Two Deaths and the Future of Autonomous Cars
There have been two recent deaths that have significant implications for the development of autonomous vehicles. On March 23, a man suffered fatal injuries driving a Tesla Model X in Mountain View, California that crashed into a concrete highway divider. Then on March 25 in Tempe, Arizona an Uber test vehicle collided with a woman pedestrian who subsequently died.
The Tesla was in “Autopilot” mode at the time of the Mountain View crash. The Uber vehicle was operating in an autonomous mode at the time of the accident, with an emergency back-up emergency driver in the car. The National Transport Safety Board (NTSB) has announced it is investigating both incidents.
The Tesla accident raises more questions about its Autopilot feature. A March 30 Tesla blog post revealed that “Autopilot was engaged with the adaptive cruise control follow-distance set to minimum. The driver had received several visual and one audible hands-on warning earlier in the drive and the driver’s hands were not detected on the wheel for six seconds prior to the collision. The driver had about five seconds and 150 meters of unobstructed view of the concrete divider with the crushed crash attenuator, but the vehicle logs show that no action was taken.”
This raises more questions than it answers. If the driver had “five seconds and 150 meters of unobstructed view of the concrete divider,” would not the Tesla Autopilot have had the same time and view? And if so, what actions did the engaged Autopilot take to mitigate the collision?
This accident appears to extend the questions posed about Tesla’s Autopilot features by the NTSB investigation of May 2017 of the fatal crash in Florida when a Tesla vehicle was also in Autopilot mode.

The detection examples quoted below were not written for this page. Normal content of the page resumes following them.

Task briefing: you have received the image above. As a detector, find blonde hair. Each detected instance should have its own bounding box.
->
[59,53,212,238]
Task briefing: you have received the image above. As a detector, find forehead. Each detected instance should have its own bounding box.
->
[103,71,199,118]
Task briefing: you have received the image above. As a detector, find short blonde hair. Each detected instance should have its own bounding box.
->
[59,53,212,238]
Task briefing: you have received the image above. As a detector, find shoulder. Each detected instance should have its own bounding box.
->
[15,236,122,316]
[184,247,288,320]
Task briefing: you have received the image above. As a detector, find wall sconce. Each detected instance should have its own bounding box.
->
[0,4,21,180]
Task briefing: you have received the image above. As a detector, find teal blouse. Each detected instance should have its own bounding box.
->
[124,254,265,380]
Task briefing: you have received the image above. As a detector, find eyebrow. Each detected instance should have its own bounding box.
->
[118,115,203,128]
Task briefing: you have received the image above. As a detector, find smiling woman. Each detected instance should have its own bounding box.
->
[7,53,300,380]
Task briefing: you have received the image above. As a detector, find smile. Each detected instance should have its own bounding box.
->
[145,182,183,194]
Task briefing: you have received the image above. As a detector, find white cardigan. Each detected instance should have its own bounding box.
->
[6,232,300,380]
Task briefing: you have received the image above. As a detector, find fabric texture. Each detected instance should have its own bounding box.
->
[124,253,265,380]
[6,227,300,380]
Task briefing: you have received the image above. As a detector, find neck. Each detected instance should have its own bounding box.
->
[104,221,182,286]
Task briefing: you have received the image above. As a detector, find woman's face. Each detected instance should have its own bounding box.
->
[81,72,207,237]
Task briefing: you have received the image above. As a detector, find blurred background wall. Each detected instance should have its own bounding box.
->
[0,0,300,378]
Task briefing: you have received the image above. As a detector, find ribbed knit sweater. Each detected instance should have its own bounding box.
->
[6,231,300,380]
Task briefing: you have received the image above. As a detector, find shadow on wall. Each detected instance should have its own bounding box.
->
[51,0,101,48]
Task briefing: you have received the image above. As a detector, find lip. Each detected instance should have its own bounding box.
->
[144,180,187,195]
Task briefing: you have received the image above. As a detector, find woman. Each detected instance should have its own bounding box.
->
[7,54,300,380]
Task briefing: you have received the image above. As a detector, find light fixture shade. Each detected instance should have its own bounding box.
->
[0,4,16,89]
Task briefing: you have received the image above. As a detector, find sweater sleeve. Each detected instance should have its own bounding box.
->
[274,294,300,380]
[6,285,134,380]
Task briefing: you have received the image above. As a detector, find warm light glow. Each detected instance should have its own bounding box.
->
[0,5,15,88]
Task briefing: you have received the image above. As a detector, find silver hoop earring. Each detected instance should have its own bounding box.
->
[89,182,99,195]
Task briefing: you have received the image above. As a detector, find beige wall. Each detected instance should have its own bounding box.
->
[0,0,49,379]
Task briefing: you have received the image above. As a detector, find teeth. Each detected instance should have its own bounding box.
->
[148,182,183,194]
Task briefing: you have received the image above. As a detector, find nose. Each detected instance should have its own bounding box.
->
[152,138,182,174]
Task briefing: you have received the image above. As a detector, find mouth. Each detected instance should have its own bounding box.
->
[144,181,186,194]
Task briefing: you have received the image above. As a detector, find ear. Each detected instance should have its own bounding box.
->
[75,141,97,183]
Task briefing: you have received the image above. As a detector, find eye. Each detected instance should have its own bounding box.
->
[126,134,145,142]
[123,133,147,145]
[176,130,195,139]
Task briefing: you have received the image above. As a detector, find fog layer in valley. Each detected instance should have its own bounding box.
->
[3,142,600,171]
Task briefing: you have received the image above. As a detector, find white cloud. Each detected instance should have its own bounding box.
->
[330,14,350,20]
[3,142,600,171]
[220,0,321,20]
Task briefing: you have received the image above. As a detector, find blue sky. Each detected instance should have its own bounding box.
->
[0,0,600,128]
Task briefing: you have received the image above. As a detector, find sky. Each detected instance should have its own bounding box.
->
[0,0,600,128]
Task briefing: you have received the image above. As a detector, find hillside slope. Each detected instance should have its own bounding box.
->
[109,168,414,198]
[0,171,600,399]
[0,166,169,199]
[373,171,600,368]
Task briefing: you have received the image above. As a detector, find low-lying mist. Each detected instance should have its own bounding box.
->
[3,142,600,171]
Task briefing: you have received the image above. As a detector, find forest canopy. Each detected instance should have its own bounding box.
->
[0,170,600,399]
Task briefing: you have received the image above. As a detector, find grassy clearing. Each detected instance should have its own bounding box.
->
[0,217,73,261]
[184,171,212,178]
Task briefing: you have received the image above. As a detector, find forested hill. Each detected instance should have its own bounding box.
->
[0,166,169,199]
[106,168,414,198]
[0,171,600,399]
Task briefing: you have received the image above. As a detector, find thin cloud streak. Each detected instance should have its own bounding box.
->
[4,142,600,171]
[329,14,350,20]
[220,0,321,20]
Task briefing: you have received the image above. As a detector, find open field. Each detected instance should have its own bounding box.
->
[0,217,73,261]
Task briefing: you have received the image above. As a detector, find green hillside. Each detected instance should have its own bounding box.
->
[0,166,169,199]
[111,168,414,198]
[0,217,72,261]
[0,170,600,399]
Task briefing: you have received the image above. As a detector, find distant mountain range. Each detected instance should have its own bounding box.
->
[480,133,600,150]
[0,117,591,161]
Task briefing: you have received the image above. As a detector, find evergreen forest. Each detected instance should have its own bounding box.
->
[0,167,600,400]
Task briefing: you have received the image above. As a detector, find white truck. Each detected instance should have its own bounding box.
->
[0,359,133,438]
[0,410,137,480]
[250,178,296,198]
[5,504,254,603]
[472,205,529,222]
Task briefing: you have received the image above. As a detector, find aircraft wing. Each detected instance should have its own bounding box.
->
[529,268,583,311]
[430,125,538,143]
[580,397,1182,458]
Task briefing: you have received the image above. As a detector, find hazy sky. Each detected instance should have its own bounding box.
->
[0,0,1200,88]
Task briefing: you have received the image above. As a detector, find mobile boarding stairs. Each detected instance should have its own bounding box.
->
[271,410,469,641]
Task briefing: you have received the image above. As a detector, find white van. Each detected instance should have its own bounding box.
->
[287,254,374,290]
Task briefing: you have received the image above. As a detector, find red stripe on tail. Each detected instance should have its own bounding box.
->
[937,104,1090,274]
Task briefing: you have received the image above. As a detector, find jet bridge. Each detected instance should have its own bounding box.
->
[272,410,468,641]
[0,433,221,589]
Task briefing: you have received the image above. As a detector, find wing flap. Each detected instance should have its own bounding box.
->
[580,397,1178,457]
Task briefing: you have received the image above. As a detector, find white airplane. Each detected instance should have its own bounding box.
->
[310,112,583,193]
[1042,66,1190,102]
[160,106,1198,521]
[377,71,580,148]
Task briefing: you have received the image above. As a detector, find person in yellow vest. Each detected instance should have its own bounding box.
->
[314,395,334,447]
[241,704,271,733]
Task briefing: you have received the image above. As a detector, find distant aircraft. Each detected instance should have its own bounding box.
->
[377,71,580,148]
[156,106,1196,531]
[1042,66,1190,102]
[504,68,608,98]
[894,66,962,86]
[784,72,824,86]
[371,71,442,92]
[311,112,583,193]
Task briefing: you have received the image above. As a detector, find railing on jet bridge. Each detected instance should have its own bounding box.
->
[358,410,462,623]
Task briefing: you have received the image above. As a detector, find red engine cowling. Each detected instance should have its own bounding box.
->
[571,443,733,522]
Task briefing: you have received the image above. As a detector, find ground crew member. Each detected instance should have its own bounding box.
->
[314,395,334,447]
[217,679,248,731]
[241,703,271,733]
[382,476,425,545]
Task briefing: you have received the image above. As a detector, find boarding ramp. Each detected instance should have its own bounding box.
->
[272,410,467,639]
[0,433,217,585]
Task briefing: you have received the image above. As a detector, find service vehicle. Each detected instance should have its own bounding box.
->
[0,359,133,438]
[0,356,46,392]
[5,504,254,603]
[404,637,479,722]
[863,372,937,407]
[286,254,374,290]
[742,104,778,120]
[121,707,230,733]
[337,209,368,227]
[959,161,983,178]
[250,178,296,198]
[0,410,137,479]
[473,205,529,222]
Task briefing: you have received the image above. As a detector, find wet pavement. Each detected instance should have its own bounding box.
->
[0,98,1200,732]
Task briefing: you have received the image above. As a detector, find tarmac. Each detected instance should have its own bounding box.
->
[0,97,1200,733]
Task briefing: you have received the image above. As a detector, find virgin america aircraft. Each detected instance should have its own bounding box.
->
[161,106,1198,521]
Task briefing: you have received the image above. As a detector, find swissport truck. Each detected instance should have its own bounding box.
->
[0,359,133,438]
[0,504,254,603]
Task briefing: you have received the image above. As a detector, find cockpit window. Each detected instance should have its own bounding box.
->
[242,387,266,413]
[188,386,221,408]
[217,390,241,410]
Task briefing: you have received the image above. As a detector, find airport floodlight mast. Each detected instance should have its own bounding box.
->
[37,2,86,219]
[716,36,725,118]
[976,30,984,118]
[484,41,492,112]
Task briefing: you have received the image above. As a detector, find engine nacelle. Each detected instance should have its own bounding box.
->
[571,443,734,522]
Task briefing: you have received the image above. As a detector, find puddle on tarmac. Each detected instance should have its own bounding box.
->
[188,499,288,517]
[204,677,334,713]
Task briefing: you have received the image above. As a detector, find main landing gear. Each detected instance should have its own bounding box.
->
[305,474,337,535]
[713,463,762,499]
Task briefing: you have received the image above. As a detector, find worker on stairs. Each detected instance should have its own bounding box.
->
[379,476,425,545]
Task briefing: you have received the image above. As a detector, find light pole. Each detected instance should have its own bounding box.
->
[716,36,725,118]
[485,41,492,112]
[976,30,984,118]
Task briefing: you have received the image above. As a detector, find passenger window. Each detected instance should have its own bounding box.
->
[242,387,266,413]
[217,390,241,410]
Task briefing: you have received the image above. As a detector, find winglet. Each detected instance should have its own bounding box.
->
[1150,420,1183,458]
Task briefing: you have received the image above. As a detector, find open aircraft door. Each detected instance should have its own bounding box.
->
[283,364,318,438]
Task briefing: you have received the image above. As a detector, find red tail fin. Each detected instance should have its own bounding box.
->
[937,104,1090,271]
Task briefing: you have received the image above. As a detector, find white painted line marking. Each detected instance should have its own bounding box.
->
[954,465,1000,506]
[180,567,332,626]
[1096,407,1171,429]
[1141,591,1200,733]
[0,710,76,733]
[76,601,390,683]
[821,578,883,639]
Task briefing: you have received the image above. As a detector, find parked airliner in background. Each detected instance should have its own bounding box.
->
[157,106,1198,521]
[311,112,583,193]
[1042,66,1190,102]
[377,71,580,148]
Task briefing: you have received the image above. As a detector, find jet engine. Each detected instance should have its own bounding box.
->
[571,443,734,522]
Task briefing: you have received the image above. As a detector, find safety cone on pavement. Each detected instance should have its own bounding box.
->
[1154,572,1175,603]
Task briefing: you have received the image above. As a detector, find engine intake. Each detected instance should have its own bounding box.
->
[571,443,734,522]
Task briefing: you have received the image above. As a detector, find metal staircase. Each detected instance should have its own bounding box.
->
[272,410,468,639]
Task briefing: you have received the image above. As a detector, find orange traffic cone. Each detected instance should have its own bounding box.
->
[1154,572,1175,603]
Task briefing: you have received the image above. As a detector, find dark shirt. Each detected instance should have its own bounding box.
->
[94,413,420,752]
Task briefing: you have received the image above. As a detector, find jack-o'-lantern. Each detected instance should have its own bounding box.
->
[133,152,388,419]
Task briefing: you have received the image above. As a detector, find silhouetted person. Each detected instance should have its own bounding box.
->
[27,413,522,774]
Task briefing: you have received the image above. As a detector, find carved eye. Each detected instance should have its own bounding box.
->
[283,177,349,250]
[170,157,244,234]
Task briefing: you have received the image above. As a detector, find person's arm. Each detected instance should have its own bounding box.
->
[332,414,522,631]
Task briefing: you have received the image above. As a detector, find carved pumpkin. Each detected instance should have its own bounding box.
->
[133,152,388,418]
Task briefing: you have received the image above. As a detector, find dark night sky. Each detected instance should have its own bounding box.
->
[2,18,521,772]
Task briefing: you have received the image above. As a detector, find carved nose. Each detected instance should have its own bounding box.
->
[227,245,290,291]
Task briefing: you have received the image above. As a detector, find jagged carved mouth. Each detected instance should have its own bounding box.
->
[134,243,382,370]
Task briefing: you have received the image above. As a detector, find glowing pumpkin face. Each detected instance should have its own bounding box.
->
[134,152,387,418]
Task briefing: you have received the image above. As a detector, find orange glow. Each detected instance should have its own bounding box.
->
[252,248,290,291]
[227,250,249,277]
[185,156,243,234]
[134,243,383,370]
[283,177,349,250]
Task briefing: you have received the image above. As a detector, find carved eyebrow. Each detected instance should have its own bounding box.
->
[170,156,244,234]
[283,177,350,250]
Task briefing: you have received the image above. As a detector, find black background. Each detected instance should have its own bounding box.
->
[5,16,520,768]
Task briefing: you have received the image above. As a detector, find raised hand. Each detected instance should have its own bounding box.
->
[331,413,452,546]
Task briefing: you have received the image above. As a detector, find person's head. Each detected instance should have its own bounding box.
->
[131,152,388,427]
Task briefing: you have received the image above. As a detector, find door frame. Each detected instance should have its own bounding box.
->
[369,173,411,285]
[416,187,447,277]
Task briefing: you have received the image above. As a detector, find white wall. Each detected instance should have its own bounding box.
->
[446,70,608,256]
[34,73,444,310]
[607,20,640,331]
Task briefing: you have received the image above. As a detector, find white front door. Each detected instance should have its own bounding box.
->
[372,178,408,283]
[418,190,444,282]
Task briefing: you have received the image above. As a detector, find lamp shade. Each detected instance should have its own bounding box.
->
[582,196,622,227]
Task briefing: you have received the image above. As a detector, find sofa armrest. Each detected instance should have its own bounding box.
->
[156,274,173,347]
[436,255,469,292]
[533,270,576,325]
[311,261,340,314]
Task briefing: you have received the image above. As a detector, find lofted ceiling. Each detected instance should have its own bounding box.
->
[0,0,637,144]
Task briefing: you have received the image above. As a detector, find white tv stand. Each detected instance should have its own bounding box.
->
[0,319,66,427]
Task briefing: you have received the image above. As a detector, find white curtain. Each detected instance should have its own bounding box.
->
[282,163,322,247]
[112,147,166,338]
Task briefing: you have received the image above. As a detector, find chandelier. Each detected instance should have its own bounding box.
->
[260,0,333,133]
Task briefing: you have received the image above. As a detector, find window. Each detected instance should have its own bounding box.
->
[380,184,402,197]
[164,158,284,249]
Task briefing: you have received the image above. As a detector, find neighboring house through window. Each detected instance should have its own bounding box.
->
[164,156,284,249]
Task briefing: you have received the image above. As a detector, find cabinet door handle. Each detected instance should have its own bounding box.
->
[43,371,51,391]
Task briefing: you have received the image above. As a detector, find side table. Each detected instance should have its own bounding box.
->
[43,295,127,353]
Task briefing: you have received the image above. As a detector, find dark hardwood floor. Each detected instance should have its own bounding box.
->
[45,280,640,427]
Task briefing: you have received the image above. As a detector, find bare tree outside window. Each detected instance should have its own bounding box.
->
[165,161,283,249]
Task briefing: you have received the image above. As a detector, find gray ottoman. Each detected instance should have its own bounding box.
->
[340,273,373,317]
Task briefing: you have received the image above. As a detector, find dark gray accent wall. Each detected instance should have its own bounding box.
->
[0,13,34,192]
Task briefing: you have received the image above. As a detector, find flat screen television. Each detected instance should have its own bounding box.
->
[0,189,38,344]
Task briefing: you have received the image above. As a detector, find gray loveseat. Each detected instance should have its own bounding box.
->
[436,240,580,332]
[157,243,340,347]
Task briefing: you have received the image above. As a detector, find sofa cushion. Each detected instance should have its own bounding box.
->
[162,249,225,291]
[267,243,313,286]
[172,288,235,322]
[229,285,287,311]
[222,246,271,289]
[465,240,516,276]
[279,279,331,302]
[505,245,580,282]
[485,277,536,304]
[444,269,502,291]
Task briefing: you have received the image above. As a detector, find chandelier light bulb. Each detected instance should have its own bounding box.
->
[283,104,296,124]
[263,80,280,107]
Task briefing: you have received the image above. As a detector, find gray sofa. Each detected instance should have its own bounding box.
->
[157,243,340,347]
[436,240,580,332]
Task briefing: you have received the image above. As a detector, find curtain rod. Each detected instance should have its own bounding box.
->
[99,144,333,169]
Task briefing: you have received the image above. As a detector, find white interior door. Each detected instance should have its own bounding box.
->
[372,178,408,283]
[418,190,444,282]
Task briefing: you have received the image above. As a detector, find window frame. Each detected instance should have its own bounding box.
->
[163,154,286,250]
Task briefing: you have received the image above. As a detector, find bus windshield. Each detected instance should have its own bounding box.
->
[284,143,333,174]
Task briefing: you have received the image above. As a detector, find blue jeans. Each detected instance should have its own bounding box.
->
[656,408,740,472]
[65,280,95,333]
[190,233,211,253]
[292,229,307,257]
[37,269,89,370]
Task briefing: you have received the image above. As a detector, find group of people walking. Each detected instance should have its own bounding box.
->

More information is available about the Uber fatality—primarily in the form a video released by the Tempe Police Department, as well as subsequent statements by that Department. These videos show the exterior view in front of the vehicle immediately before it struck the pedestrian; as well as an interior view of the back-up emergency driver during the same time period.
The video is deeply disturbing for several reasons. First and foremost, it shows a woman immediately before her death. The video shows the woman (who is walking a bicycle directly across the path of the car) appear in the illumination of the car’s headlights for one or two seconds before the car hits her. Early police reports state that neither the vehicle nor the driver slowed to any “significant” extent. The second portion of the video, shows the emergency back-up driver’s eyes looking down for several intervals immediately before the accident.
Here are the immediate implications for the development of autonomous vehicles.
- The Uber vehicle’s radar and/or lidar devices should have been able to perceive a pedestrian walking into the car’s path AND taken at least moderately effective remedial action (swerving and/or braking). It appears that did not happen. Was this a design flaw, or equipment failure, or both?
- The Uber emergency back-up driver, tragically, did not have "eyes on the road" constantly. Even with "eyes on the road," how quickly could a human driver using human eyesight see the potential collision and taken effective action?
- This highlights the dangers inherent in SAE International Standard J3016 Level 3 Conditional Autonomy—in which “the driving mode-specific performance by an automated driving system of all aspects of the dynamic driving task with the expectation that the human driver will respond appropriately to a request to intervene.”
- Quite possibly the Tempe accident will lead developers of autonomous vehicle to avoid Level 3 and focus on Levels 4 and 5.
- Tesla (and the NTSB) need to determine if there were design or equipment failures in the Mountain View crash.
When all or nearly all vehicles are fully autonomous, there will still be some traffic fatalities. But, in my opinion, society will find that a much lower level of fatalities is an acceptable (though tragic) price that it is willing to pay.
Lastly a personal note. I’ve written several times about the impact of autonomous vehicles and other technologies on auto insurance (here, here, here, and many other times). When the Uber crash occurred, coincidently I was in Tempe staying in a hotel about a mile and half from the site of the accident. On the day of the crash I drove on a route back to my hotel which almost took me by the crash site. I’ve also driven the route where the Tesla crash occurred several times. Those experiences brought home to me the truth that the stakes in this technology are very high--not just for insurers, but for all of us.